How Peak Is Our Oil? Ctd

By The Daily Dish
Mar 19 2009, 11:22 AM ET

A reader writes:

I am an exploration and production geologist in North Dakota. The fellow writer and geologist in your post makes some comparisons that will likely sound palatable to the average reader but do not actually mean what they might seem to imply.



The world's oil production can be seen as two types, gigantic reservoirs that produce roughly half of the world's oil with their large porosity and permeability (Arabia's Al Ghawar) and small reservoirs with low porosity and permeability that require tens of thousands of wells to produce the approximate other half of what we call "conventional" oil.

What the writer calls drilling technology does not produce significantly more oil, it just produces it faster. All we are doing with our technology in Canada and the US is taking those last remnants of oil and instead of pumping them out slowly over the let's say next forty years is getting them out in ten. (There are caveats here but the broader point is correct.)

The phenomena he speaks of with thousands of rigs has much more to do with the allowed private production of oil in the US and Canada whereas elsewhere the resource is owned by the state. Those nations are typically reluctant to increase infrastructure (hundreds of rigs) in the oil patch and speed up like our "production on steroids" means. They may get there, or by that time it may not pay.

The infrastructure costs are enormous though. The vaunted N. Dakota Bakken Formation which has been so much in the news lately are running 20 stage frac jobs which requires staggering horsepower from compressors and mighty piles of sand to complete the wells. A well drilling and completion can easily run $5 million. Initial production can be high, on the order of 800 bbl/day but that decline is very steep and rapid. You have to drill as fast as you can just to stay flat after the initial runup and already the "sweetspot" areas appear to be dwindling.

A very large proportion of the Bakken wells are not making money in the present price and many companies are critically over extended and having financial stress because of their recent Bakken investments. We're on the verge of an experiment in massive investment that will be a failure unless price comes up and soon.

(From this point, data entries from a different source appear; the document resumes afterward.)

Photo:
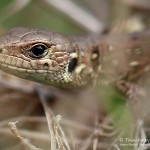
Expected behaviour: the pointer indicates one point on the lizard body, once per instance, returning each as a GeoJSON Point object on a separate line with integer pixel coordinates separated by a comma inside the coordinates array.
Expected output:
{"type": "Point", "coordinates": [71, 62]}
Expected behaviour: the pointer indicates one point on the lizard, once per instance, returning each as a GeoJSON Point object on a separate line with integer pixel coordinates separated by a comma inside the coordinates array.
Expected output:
{"type": "Point", "coordinates": [76, 61]}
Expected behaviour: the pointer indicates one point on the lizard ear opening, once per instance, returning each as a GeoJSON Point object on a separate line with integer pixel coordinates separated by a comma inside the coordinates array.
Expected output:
{"type": "Point", "coordinates": [95, 56]}
{"type": "Point", "coordinates": [72, 64]}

The "bumpy top" the writer suggests will likely not be a long phase. As the large reservoirs around the world go into their final steep declines, such as Mexico's Cantarell field is doing now that effect will overwhelm the portion of oil that is produced with these thousands of rigs effort; and that population of oil fields will again have it's own steep declines as the oil is produced so quickly with this technology. So the top will be a little bumpy and modestly prolonged but the "cliff" at the end of that becomes even steeper as a linked proportional result.